Personal information
- Full name: Leonel Justiniano Arauz
- Date of birth: 2 July 1992 (age 34)
- Place of birth: Santa Cruz de la Sierra, Bolivia
- Height: 1.72 m (5 ft 7+1⁄2 in)
- Position: Central midfielder

Team information
- Current team: Bolívar
- Number: 23

Youth career
- Bolívar

Senior career*
- Years: Team / Apps / (Gls)
- 2011–2019: Bolívar / 192 / (16)
- 2014–2015: → Nacional Potosí (loan) / 42 / (9)
- 2019–2020: Wilstermann / 36 / (0)
- 2021–: Bolívar / 140 / (13)

International career^{‡}
- 2017–: Bolivia / 52 / (2)

= Leonel Justiniano =

Bolivian footballer (born 1992)

Leonel Justiniano Arauz (born 2 July 1992), is a Bolivian professional footballer who plays as a central midfielder for División Profesional club Bolívar, which he captains, and the Bolivia national team.

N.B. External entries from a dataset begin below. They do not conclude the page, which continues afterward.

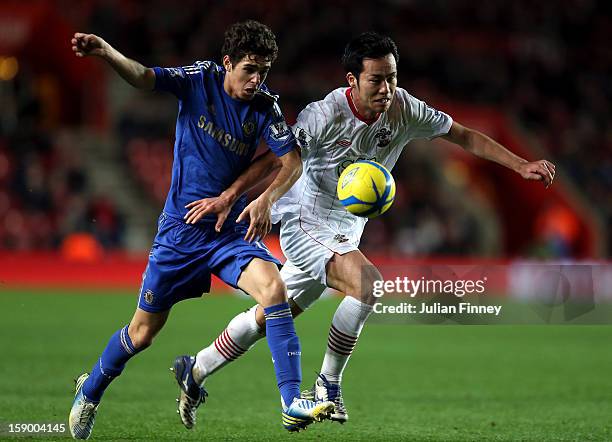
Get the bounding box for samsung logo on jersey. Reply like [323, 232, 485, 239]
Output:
[198, 115, 249, 155]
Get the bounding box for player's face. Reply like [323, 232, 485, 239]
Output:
[347, 54, 397, 118]
[223, 55, 272, 100]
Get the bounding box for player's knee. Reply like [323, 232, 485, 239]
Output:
[346, 266, 382, 305]
[259, 277, 287, 307]
[128, 324, 157, 351]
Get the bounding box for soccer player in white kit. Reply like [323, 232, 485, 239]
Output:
[177, 32, 555, 423]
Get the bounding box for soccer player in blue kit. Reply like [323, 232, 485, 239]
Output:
[69, 20, 333, 439]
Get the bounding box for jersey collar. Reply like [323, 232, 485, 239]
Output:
[346, 87, 380, 126]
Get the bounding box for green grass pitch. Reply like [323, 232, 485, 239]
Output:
[0, 290, 612, 442]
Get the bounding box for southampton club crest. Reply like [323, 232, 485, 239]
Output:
[242, 121, 255, 138]
[336, 157, 378, 177]
[374, 127, 391, 147]
[144, 290, 155, 305]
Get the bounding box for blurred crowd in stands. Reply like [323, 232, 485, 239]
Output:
[0, 0, 612, 255]
[0, 63, 123, 250]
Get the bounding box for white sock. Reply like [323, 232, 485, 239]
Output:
[321, 296, 372, 384]
[194, 305, 265, 384]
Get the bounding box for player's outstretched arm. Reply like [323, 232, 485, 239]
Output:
[71, 32, 155, 91]
[236, 150, 302, 241]
[184, 150, 282, 233]
[443, 122, 555, 187]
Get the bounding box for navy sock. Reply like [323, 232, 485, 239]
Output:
[83, 325, 139, 402]
[264, 302, 302, 406]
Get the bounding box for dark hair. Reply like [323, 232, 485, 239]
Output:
[221, 20, 278, 64]
[342, 32, 399, 77]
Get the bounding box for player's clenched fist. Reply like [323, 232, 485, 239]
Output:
[518, 160, 555, 187]
[72, 32, 108, 57]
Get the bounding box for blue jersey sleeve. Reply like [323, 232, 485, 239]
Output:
[263, 103, 297, 157]
[153, 61, 211, 99]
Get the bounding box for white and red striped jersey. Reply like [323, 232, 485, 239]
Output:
[272, 88, 452, 242]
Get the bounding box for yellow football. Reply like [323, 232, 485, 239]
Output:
[336, 160, 395, 218]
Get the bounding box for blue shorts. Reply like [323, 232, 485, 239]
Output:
[138, 213, 280, 313]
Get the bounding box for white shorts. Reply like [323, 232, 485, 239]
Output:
[280, 214, 359, 310]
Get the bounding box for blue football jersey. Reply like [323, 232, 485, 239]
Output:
[153, 61, 296, 222]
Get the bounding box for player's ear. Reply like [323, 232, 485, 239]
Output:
[346, 72, 357, 88]
[223, 55, 232, 72]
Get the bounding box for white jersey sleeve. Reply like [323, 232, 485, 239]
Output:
[397, 88, 453, 140]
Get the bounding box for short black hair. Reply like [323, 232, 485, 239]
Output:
[342, 32, 399, 77]
[221, 20, 278, 64]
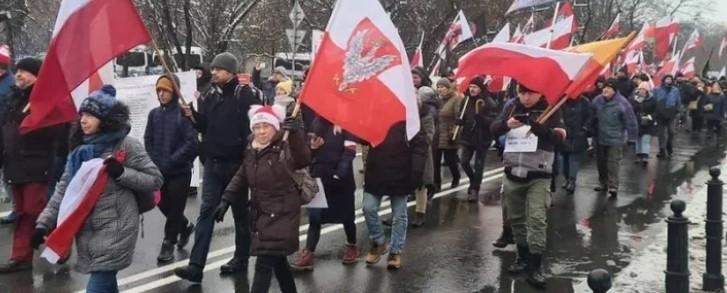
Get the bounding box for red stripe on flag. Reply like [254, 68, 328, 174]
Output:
[20, 0, 151, 133]
[457, 48, 584, 103]
[46, 167, 109, 259]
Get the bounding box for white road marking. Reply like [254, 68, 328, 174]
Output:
[118, 170, 503, 293]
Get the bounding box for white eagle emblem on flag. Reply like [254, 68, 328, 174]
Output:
[338, 29, 396, 91]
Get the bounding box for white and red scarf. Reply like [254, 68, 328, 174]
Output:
[41, 151, 126, 264]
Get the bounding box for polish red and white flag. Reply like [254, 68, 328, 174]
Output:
[601, 13, 621, 40]
[679, 57, 697, 79]
[20, 0, 151, 133]
[492, 23, 510, 43]
[457, 43, 593, 103]
[682, 29, 704, 54]
[525, 15, 575, 50]
[510, 24, 525, 44]
[300, 0, 419, 146]
[625, 23, 654, 51]
[410, 34, 424, 68]
[654, 16, 679, 60]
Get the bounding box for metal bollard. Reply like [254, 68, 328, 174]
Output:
[664, 200, 689, 293]
[702, 168, 724, 291]
[588, 269, 613, 293]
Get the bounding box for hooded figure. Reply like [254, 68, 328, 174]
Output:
[629, 81, 656, 165]
[36, 86, 163, 292]
[411, 67, 432, 89]
[654, 74, 682, 158]
[273, 80, 295, 117]
[192, 63, 212, 99]
[216, 105, 310, 292]
[585, 75, 606, 101]
[144, 75, 198, 262]
[0, 58, 68, 273]
[457, 77, 498, 202]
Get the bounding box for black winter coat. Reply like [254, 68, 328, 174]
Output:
[559, 97, 592, 153]
[364, 122, 430, 196]
[459, 92, 498, 148]
[311, 117, 356, 223]
[616, 76, 636, 97]
[144, 90, 199, 178]
[193, 78, 260, 161]
[0, 87, 69, 184]
[629, 95, 657, 135]
[702, 94, 727, 121]
[490, 98, 568, 152]
[223, 130, 310, 256]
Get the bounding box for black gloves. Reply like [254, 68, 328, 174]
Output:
[30, 227, 48, 249]
[530, 121, 550, 137]
[282, 117, 302, 132]
[104, 157, 124, 179]
[410, 171, 424, 189]
[215, 199, 230, 223]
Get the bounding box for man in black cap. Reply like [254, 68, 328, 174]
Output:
[591, 80, 639, 198]
[456, 77, 497, 202]
[174, 52, 260, 283]
[0, 58, 68, 273]
[491, 84, 567, 289]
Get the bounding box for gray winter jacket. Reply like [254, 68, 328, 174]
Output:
[37, 136, 163, 274]
[591, 93, 639, 146]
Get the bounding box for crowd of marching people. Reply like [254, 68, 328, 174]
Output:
[0, 42, 727, 292]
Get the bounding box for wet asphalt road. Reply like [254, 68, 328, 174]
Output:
[0, 130, 724, 293]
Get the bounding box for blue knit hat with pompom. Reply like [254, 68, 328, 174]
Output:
[78, 84, 119, 119]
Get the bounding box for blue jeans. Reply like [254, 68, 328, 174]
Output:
[558, 152, 583, 181]
[636, 134, 651, 155]
[363, 192, 409, 254]
[189, 158, 250, 268]
[86, 271, 119, 293]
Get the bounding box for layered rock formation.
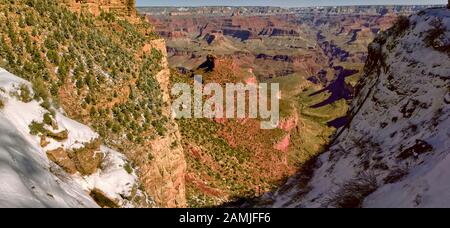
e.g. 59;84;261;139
262;8;450;207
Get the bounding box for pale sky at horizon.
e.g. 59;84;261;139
136;0;447;7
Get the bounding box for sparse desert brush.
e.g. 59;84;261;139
325;172;378;208
393;16;410;36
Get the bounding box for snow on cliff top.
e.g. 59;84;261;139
266;9;450;207
0;68;141;207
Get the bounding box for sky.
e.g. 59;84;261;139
136;0;447;7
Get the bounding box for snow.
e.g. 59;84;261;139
265;9;450;208
76;146;137;206
0;68;143;207
0;69;97;207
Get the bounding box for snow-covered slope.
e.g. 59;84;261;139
0;68;145;207
264;9;450;207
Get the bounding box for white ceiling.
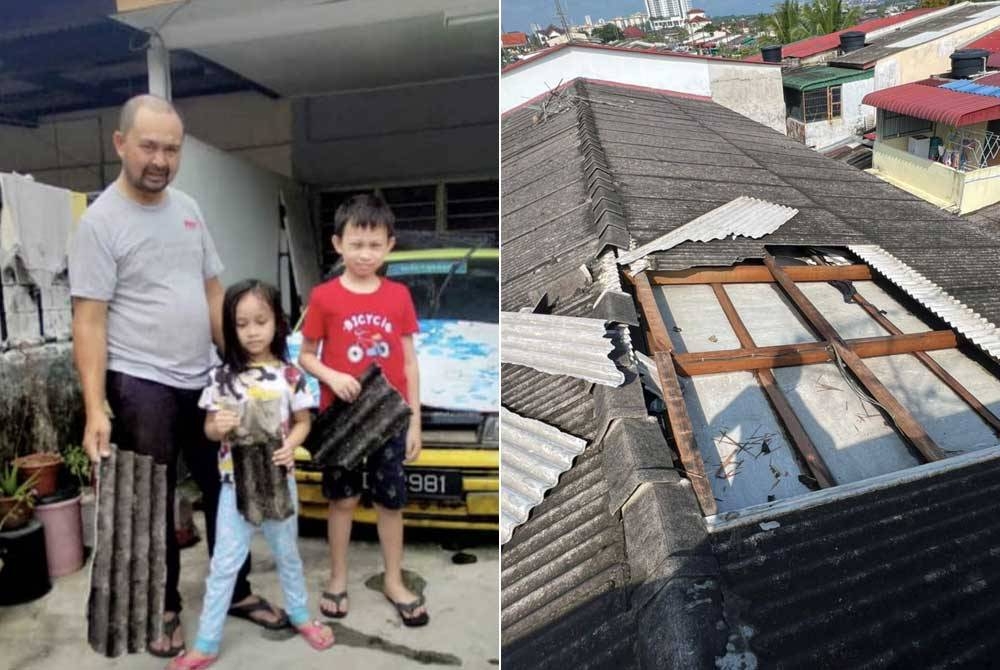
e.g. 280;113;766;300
115;0;499;96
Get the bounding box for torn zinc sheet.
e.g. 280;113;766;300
87;446;167;657
0;174;73;287
500;312;625;386
500;407;587;544
847;244;1000;359
618;195;799;274
304;364;411;469
230;396;295;526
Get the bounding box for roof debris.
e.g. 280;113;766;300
500;312;625;386
500;407;587;544
618;195;799;274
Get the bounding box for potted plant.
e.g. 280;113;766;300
62;444;97;547
14;452;63;498
0;464;36;530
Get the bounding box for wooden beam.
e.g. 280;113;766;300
654;351;717;516
854;291;1000;435
629;272;674;353
764;254;945;461
648;265;872;286
712;284;837;488
674;330;958;377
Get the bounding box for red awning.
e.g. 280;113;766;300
861;84;1000;126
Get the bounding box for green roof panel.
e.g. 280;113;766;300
781;65;875;91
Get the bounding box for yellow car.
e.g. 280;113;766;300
289;248;500;530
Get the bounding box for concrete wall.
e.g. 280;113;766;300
872;143;963;211
804;79;875;149
874;17;1000;91
705;61;785;133
0;92;292;193
508;47;712;112
500;47;785;133
958;166;1000;214
293;76;499;186
0;342;84;463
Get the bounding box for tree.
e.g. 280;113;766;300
591;23;622;44
764;0;809;44
802;0;861;35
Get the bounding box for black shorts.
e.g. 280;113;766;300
323;431;406;509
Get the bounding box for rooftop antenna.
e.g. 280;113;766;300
555;0;569;39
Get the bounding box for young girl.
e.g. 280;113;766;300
167;280;333;670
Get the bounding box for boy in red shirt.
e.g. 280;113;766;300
299;195;428;626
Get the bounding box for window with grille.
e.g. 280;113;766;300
802;86;841;123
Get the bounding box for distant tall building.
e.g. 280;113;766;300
646;0;691;28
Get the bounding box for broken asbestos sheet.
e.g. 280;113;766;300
305;365;411;469
500;312;625;386
230;397;295;526
87;445;167;657
618;195;799;274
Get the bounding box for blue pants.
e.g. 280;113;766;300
194;475;309;654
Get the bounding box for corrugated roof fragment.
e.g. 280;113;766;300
500;407;587;544
500;312;625;386
848;244;1000;359
618;195;799;273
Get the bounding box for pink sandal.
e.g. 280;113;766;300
298;621;335;651
167;652;219;670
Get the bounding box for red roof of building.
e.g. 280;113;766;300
976;72;1000;86
861;84;1000;126
500;33;528;47
962;30;1000;67
743;7;940;63
500;42;779;74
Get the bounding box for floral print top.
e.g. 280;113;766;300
198;361;316;483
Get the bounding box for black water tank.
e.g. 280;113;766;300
951;49;990;79
840;30;865;54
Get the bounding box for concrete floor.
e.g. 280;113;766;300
0;513;499;670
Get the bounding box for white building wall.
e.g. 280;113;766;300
500;47;716;112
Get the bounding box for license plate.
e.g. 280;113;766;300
361;470;462;500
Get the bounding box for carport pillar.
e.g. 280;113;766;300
146;34;172;100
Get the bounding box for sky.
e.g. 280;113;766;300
500;0;776;32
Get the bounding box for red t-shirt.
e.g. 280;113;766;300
302;277;420;410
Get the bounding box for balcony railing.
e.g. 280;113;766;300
872;142;1000;214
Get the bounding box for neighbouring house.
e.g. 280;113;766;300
500;32;529;52
865;73;1000;214
782;65;875;149
744;8;938;67
501;75;1000;670
829;2;1000;91
755;3;1000;150
500;43;785;133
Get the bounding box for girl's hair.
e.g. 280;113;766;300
222;279;289;374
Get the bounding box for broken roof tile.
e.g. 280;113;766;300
618;196;799;272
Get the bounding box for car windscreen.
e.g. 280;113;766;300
386;259;500;323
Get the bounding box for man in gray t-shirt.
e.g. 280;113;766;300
69;95;287;656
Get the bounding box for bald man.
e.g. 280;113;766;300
69;95;288;657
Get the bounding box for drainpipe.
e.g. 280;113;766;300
146;33;172;100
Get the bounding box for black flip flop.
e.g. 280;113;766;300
146;615;184;658
226;596;291;630
383;594;431;628
319;591;347;619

==International statistics==

Appearances and goals by national team and year
| National team | Year | Apps | Goals |
| Bolivia | 2017 | 7 | 0 |
| 2018 | 8 | 0 |
| 2019 | 9 | 1 |
| 2020 | 2 | 0 |
| 2021 | 15 | 0 |
| 2022 | 4 | 1 |
| 2023 | 3 | 0 |
| 2024 | 5 | 0 |
| Total |  | 53 | 2 |

Scores and results list Bolivia's goal tally first.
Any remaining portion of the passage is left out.